Consumer advocates say a report conducted by National Nurses United, the largest nurses union in the U.S., underscored the need for Charkoudian’s bill. commissioned by National Nurses United, the largest nurses’ union in the U.S.
Researchers found that:
- Between 2009 and 2018, Maryland hospitals filed 145,746 medical debt lawsuits against their patients, seeking $268,711,620. That amount represents 0.18% of the institutions’ revenue.
- At least 3,278 patients filed for bankruptcy after those suits were filed.
- The median amount sought by hospitals during that period was $944.
- More than 37,000 patients had their wages garnished as a result of hospital lawsuits.
Patients mistakenly billed for millions
Charkoudian filed a similar bill last year but it was withdrawn to allow more time for stakeholders to confer.
In an interview, she said her push for patient protection legislation gained new urgency last month, following the release of a little-noticed study by the state’s Health Services Cost Review Commission (HSCRC).
That report found that hospitals billed — and in some cases collected — money from people who were eligible for free care.
“HSCRC determined that approximately 60% of UCC (i.e. unpaid charges) attributable to individuals with a household income under 200% of the federal poverty level is reported by hospitals as bad debt, rather than free care,” the commission determined.

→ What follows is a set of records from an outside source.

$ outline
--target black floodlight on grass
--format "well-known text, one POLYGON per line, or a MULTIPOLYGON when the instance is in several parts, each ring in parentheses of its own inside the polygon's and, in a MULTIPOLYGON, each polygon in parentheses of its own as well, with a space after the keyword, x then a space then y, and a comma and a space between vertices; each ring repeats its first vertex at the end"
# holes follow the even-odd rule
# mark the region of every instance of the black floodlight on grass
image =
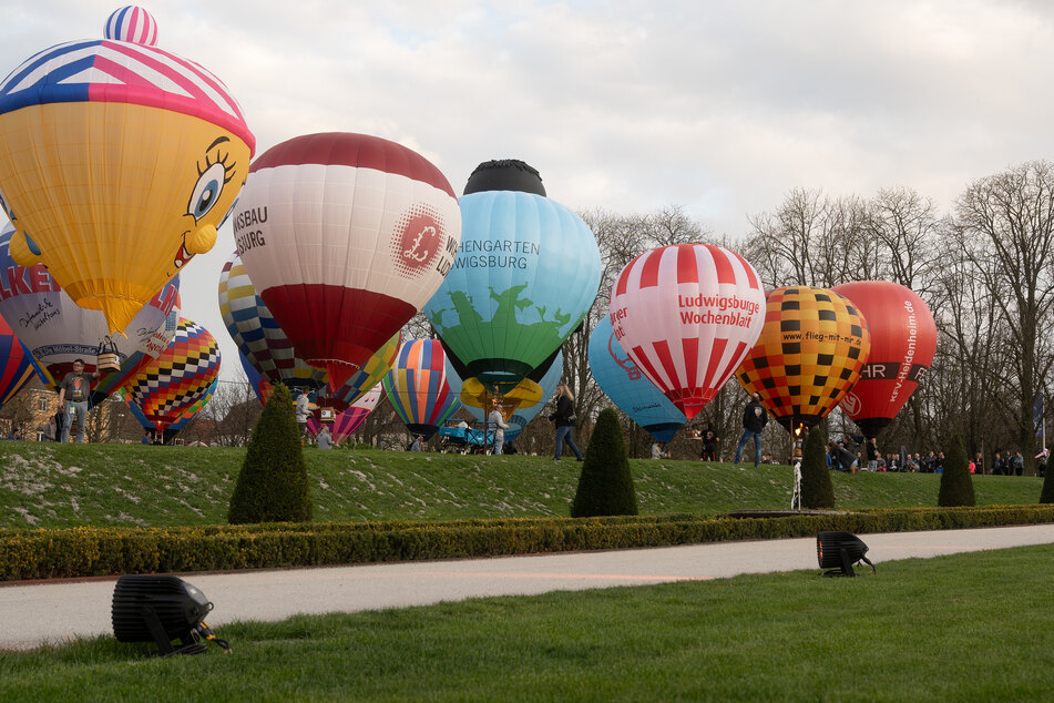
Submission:
POLYGON ((205 641, 229 652, 205 622, 212 609, 204 593, 176 577, 125 574, 113 589, 113 634, 117 642, 156 642, 162 656, 201 654, 205 641), (173 640, 182 646, 172 646, 173 640))
POLYGON ((826 577, 855 577, 852 564, 864 562, 874 573, 874 564, 864 557, 868 546, 851 532, 819 532, 816 536, 816 557, 826 577))

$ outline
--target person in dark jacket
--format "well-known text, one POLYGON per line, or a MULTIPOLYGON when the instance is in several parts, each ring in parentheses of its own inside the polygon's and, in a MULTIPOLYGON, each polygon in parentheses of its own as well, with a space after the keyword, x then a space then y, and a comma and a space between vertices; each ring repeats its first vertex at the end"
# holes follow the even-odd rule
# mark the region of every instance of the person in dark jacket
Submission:
POLYGON ((839 471, 857 472, 859 459, 837 441, 828 442, 827 454, 831 456, 831 466, 839 471))
POLYGON ((720 437, 714 431, 714 428, 707 427, 703 432, 703 460, 718 461, 717 446, 720 444, 720 437))
POLYGON ((736 445, 736 463, 743 459, 743 448, 754 438, 754 466, 761 466, 761 430, 768 424, 768 414, 761 407, 761 396, 750 394, 750 403, 743 410, 743 436, 736 445))
POLYGON ((556 411, 550 415, 549 419, 556 424, 556 456, 553 457, 553 461, 560 461, 565 441, 574 452, 575 459, 581 461, 582 452, 574 444, 574 396, 571 395, 567 384, 556 386, 556 411))

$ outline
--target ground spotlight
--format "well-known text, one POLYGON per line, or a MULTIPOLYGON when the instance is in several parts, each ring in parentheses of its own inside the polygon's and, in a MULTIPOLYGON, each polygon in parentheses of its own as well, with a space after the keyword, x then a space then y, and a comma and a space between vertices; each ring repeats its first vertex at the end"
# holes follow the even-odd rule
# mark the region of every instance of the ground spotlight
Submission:
POLYGON ((874 573, 874 564, 864 554, 868 546, 851 532, 819 532, 816 536, 816 558, 826 577, 855 577, 852 564, 864 562, 874 573))
POLYGON ((212 609, 204 593, 176 577, 125 574, 113 589, 113 634, 117 642, 156 642, 162 656, 201 654, 208 641, 229 652, 204 620, 212 609))

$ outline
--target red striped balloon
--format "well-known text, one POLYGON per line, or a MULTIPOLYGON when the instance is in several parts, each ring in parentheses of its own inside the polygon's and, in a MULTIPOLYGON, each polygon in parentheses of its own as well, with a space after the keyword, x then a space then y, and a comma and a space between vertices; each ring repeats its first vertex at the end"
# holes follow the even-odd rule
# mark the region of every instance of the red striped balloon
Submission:
POLYGON ((765 289, 735 252, 712 244, 662 246, 622 271, 610 315, 622 348, 690 420, 761 334, 765 289))
POLYGON ((260 154, 232 221, 260 298, 334 389, 436 293, 461 238, 439 169, 395 142, 340 132, 260 154))

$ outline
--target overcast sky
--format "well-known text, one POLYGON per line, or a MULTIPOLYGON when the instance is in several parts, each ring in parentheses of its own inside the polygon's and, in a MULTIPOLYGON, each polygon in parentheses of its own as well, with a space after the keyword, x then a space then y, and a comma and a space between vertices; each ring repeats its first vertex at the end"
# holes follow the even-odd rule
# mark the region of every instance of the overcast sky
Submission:
MULTIPOLYGON (((3 0, 0 73, 102 37, 117 2, 3 0)), ((158 1, 157 45, 218 75, 257 154, 313 132, 419 151, 460 193, 522 159, 577 210, 683 206, 738 238, 794 187, 903 185, 942 210, 1052 155, 1054 3, 919 0, 158 1)), ((184 315, 237 350, 216 300, 229 225, 183 274, 184 315)))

“The analysis in this report suggests that hospitals attempted (and failed) to collect this debt from a sizable number of patients likely eligible for free care,” they added. “In addition, approximately 1% of total hospital charges to individuals who likely qualify for free care are paid by those individuals (this amounts to approximately $60 million statewide).”
Charkoudian said hospitals are failing to properly screen all their patients to determine whether they qualify for free or reduced-cost care, then are pursuing them for charges that should be recouped through the state’s uncompensated care fund, not the patients.
“The hospitals will say [that] when we took those people to court or when we referred it to a debt collector, we didn’t know that they were eligible for reduced cost care,” she said. “But that’s on them to make sure they’re screening people to make sure they know they’re eligible.”
Stallings, the hospital associations lobbyist, said the numbers “aren’t surprising.”
“Marylanders are facing serious rises in out-of-pocket costs and insurance deductibles,” she added. “Deductibles have increased 56% from 2013-2019. While patients may have insurance cards, they often don’t have adequate coverage. Hospitals work hard to help patients face these gaps.”
The measure moves to the House floor. A Senate version of the legislation, SB 214, has received a hearing but has not been voted upon.